Answer:
Fh = u*m*g / (cos(θ) - u*sin(θ))
Explanation:
Given:
- The mass of lawnmower = m
- The angle the handle makes with the horizontal = θ
- The force applied along the handle = Fh
- The coefficient of friction of the lawnmower with ground = u
Find:
Find the magnitude, Fh, of the force required to slide the lawnmower over the ground at constant speed by pushing the handle.
Solution:
- Construct a Free Body Diagram (FBD) for the lawnmower.
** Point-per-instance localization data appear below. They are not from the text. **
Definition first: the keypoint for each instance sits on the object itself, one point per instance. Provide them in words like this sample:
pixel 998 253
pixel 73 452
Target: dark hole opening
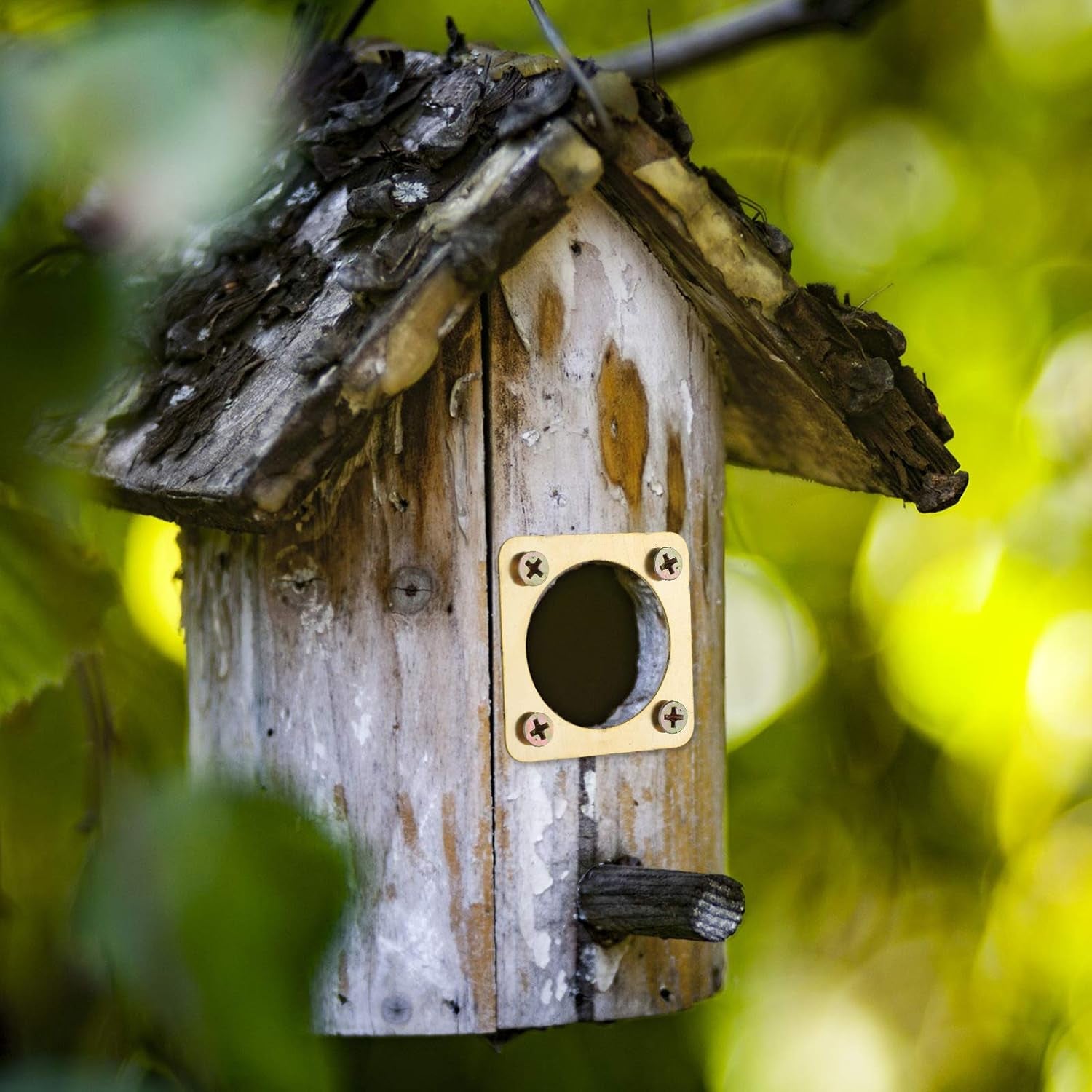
pixel 598 644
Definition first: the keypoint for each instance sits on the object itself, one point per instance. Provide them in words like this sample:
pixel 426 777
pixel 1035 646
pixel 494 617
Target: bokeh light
pixel 152 587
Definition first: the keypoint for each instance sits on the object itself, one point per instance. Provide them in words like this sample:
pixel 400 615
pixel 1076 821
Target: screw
pixel 537 729
pixel 672 716
pixel 532 568
pixel 666 563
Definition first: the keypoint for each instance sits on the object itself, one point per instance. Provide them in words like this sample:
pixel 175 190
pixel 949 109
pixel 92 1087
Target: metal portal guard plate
pixel 529 566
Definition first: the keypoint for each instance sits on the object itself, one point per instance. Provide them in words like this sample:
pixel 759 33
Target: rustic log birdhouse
pixel 443 415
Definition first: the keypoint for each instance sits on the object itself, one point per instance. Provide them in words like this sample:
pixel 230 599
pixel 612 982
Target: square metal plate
pixel 518 601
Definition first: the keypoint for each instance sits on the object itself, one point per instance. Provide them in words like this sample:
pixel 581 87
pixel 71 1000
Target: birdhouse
pixel 443 414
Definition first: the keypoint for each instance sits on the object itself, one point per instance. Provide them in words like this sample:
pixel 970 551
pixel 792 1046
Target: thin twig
pixel 565 56
pixel 354 21
pixel 652 45
pixel 723 35
pixel 89 676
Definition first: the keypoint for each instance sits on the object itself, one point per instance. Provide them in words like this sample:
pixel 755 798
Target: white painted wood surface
pixel 605 416
pixel 304 679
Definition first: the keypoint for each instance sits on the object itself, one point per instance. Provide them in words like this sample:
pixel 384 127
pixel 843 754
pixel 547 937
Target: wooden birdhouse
pixel 443 415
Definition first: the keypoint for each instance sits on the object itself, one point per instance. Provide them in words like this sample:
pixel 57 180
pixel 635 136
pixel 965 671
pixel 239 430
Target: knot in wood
pixel 411 590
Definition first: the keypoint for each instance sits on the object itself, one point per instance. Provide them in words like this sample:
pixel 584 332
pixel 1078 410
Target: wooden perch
pixel 723 35
pixel 622 900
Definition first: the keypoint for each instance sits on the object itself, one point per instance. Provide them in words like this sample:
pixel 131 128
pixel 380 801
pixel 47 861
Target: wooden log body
pixel 583 397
- Realize that there is horizontal force applied parallel to ground due to Fh that drives the lawnmower and a friction force that opposes this motion. We will use to Newton's law of motion to express these two forces in x-direction as follows:
F_net,x = m*a
- Since, the lawnmower is to move with constant speed then we have a = 0.
F_net,x = 0
- The forces as follows:
Fh*cos(θ) - Ff = 0
Where, Ff is the frictional force:
Fh = Ff /cos(θ)
Similarly, for vertical direction y the forces are in equilibrium. Using equilibrium equation in y direction we have:
- W - Fh*sin(θ) + Fn = 0
Where, W is the weight of the lawnmower and Fn is the contact force exerted by the ground on the lawnmower. Then we have:
Fn = W + Fh*sin(θ)
Fn = m*g + Fh*sin(θ)
The Frictional force Ff is proportional to the contact force Fn by:
Ff = u*Fn
Ff = u*(m*g + Fh*sin(θ))
Substitute this expression in the form derived for Fh and Ff:
Fh*cos(θ) = u*(m*g + Fh*sin(θ))
Fh*(cos(θ) - u*sin(θ)) = u*m*g
Fh = u*m*g / (cos(θ) - u*sin(θ))